His biggest recent campaign event in the state was a speech at the ultraconservative Bob Jones University, a mostly white Christian college in Greenville, S.C., that disallows interracial dating. After being defeated handily by McCain in New Hampshire, Bush is counting on conservatives, who can represent as many as two-thirds of Republican voters.
He has also courted the state's political establishment - including Sen. Strom Thurmond, a man who ran for president in 1948 as a segregationist. McCain, however, has the support of two of the state's young-turk reformers: US Reps. Lindsey Graham and Mark Sanford.
Meanwhile, the question is whether Bush's establishment backing will translate into popular support. At a recent basketball game in a raucous, packed-like-sardines gymnasium on the Bob Jones campus, there was more enthusiasm for the team than for Bush. The cheerleaders, who wear below-the-knee skirts and avoid high kicks, led the high-octane crowd in "V-I-C-T-O-R-Y" chants.
Ron Sharps, a Bob Jones parent and sixth-grade teacher, sits chatting with friends and cheering. His thoughts on politics are typical of the group: "Bush is acceptable," he says with little passion. "Is he the ideal?

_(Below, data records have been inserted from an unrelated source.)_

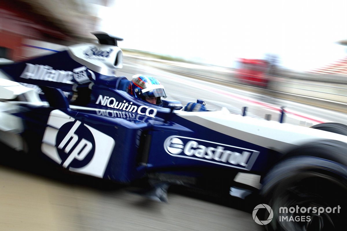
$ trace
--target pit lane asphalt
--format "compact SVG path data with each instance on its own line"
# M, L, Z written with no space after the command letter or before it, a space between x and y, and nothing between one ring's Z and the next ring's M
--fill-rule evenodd
M128 79L140 73L157 77L169 98L184 104L198 97L206 100L210 109L225 106L240 113L240 108L247 106L250 114L263 117L271 114L272 119L278 118L277 109L282 103L279 100L126 61L117 75ZM292 123L308 126L317 121L345 119L344 114L285 103L305 116L289 115L287 121ZM149 201L109 181L62 171L30 156L1 149L7 157L0 162L0 230L262 230L244 211L249 212L252 206L241 200L232 200L226 206L222 201L179 189L169 194L169 204ZM255 179L243 180L254 185Z

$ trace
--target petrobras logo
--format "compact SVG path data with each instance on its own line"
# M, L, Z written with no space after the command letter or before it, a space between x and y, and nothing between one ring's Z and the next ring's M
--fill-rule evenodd
M42 152L70 171L102 178L115 144L109 135L59 110L51 112Z
M116 99L112 97L105 96L99 95L96 102L96 104L101 104L103 106L107 106L109 107L115 108L129 112L137 113L140 115L145 115L147 116L154 118L158 112L156 109L148 106L143 105L137 107L133 105L133 102L129 103L125 100L123 102L117 101Z
M20 77L24 79L51 81L58 82L73 84L72 82L75 79L80 84L91 81L87 75L87 71L90 73L92 79L95 80L95 74L85 66L75 68L72 71L55 70L51 66L47 65L26 63L26 66Z
M102 50L95 46L91 46L84 51L83 54L90 59L104 61L105 59L108 58L113 51L113 49L112 48Z
M164 148L170 155L249 170L260 152L227 144L172 135L165 140Z

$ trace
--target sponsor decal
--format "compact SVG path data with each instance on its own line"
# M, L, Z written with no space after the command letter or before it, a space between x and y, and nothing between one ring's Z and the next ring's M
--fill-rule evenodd
M74 69L73 71L55 70L47 65L26 63L26 66L20 77L24 79L30 79L46 81L73 84L72 81L75 79L80 84L91 82L86 71L90 74L92 78L95 80L95 75L87 68L83 66Z
M173 156L250 170L260 152L189 137L172 135L166 139L164 148Z
M153 118L154 117L157 112L156 109L152 107L145 105L137 107L133 105L132 102L129 103L126 100L123 100L122 102L117 101L114 98L101 95L99 95L95 103L112 108L122 110L129 112L137 113L140 115L145 115L147 116Z
M59 129L56 146L65 168L81 168L91 160L95 141L90 131L78 121L67 123ZM68 131L67 133L66 131Z
M113 138L59 110L51 112L47 124L42 152L69 170L103 177Z
M142 115L127 112L111 110L96 109L96 115L102 115L108 117L133 119L142 122L145 122L147 119L149 118L148 116L145 115Z
M110 48L107 50L99 49L96 46L91 46L83 52L83 54L87 57L92 59L105 61L109 57L113 49Z

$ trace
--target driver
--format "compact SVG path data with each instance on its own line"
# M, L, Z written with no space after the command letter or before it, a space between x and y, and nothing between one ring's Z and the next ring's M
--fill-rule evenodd
M136 98L159 106L163 104L160 97L167 97L164 86L156 79L143 74L133 76L127 91Z

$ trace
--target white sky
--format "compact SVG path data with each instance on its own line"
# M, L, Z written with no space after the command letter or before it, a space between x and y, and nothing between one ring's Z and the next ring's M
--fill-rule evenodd
M101 29L126 48L232 66L277 54L307 70L347 55L346 0L115 0Z

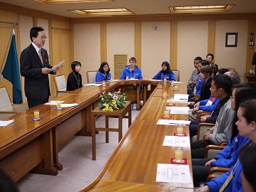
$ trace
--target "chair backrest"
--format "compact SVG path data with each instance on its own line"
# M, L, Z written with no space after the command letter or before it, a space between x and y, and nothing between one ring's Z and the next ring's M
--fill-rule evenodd
M227 68L230 71L235 71L235 68Z
M180 81L180 70L172 70L175 76L176 81Z
M10 97L6 87L0 87L0 111L13 111Z
M54 76L54 82L56 87L57 91L66 91L66 81L64 75Z
M86 71L87 82L94 82L96 81L96 73L98 70Z

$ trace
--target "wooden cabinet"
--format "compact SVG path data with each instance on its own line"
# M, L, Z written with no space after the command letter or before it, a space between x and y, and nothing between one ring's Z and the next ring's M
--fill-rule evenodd
M256 85L256 75L245 73L245 83Z

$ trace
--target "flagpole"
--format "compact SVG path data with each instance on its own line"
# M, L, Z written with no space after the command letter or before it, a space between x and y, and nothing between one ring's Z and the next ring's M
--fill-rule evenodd
M11 43L11 38L12 38L12 36L14 35L14 28L16 27L16 26L18 24L17 23L17 18L14 21L14 22L13 23L13 25L12 25L12 29L11 29L11 36L10 36L10 38L9 40L9 43L8 43L8 45L7 45L7 48L5 50L5 53L4 53L4 58L3 58L3 61L2 61L2 63L1 65L1 68L0 68L0 80L2 80L3 78L4 78L4 76L1 73L1 72L2 71L2 68L3 68L3 65L4 65L4 60L6 59L6 53L7 53L7 50L8 50L8 48L10 46L10 43Z

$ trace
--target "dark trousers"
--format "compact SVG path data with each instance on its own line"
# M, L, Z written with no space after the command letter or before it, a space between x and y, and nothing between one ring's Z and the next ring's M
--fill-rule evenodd
M29 108L32 108L33 107L35 107L40 104L48 102L48 100L49 100L49 97L47 97L47 98L45 98L43 100L34 100L34 99L27 98Z
M194 187L199 187L200 182L206 182L207 177L211 166L205 166L205 163L212 159L192 159L192 170Z
M215 144L209 141L208 144ZM203 159L205 157L205 146L206 146L202 143L202 140L192 142L190 144L192 159Z
M189 125L190 137L193 137L194 135L198 134L198 127L200 122L201 120L200 119L192 120L190 122L190 124Z

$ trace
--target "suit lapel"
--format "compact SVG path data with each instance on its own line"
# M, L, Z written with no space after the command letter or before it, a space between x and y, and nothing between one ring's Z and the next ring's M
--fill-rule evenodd
M31 47L32 49L32 52L33 52L33 55L35 57L36 61L39 63L39 64L40 65L40 66L41 68L43 68L42 63L41 62L39 53L36 52L36 48L33 46L32 44L31 44Z

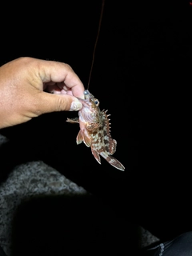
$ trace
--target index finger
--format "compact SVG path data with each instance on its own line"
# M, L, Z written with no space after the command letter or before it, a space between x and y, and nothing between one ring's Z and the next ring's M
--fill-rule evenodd
M39 75L42 82L62 82L71 89L74 97L84 98L85 87L77 74L66 63L41 60Z

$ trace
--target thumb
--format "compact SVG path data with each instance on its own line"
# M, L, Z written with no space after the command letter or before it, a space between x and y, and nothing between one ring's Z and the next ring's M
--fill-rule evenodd
M68 94L54 94L42 91L38 102L41 114L55 111L78 111L82 108L79 100Z

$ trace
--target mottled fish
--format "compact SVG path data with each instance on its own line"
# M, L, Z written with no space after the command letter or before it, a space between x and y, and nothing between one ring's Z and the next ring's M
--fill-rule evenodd
M117 142L110 135L110 123L107 110L99 109L99 101L88 90L84 91L85 99L78 98L82 108L78 111L78 118L67 118L66 122L79 123L80 130L77 136L77 144L82 142L91 148L95 159L101 164L100 155L111 166L124 170L123 165L111 155L116 151Z

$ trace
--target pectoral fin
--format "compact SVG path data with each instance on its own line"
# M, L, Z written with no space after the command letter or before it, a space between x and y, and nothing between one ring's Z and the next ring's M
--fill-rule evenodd
M101 164L100 155L95 150L94 150L93 146L91 146L91 152L94 156L94 158L98 161L98 162Z

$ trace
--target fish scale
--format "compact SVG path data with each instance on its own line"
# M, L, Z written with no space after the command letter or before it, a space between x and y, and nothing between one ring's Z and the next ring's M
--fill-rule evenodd
M85 99L78 98L82 108L78 111L78 118L67 118L70 123L79 123L77 144L82 142L91 148L95 159L101 164L100 155L114 167L124 170L123 165L112 157L116 151L117 142L110 135L110 123L107 110L100 110L99 101L88 90L84 91Z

Well, it's hard to say."
Like many up here, he's skeptical, even distrustful of McCain. "There's just something about him," he says with a slightly furrowed brow. "Maybe it's all that free media attention."
For his part, McCain is popular down in the "low country" near the coast, a region that upstate folks have long seen as a "den of iniquity," especially the city of Charleston.
Indeed, it's the "moralizers" upstate versus the "enterprisers" in Charleston, explains William Moore, a political scientist at the College of Charleston.
Many in Charleston - historic home of wealthy slave traders and high society - like McCain's thumb-in-your-eye approach.
"He's decisive," says Sandra, a Republican who cites Harry Truman as a favorite president and refuses to give her last name. She likes Bush, but isn't sure he has the mettle to be president. "Heaven forbid if we get in a war. I'm afraid he would say, 'OK, let's sit down - oh, could someone fetch us some tea? - and let's talk this out together.' " She rolls her eyes at the thought.
Decisive and independent. It's a less-well-known strain of what people here like, says Professor Edgar. In fact, "there's a streak of independence that borders on cussedness in South Carolina."
As it is turn outs, the outcome of this year's race could hang on the independent streak of South Carolinians.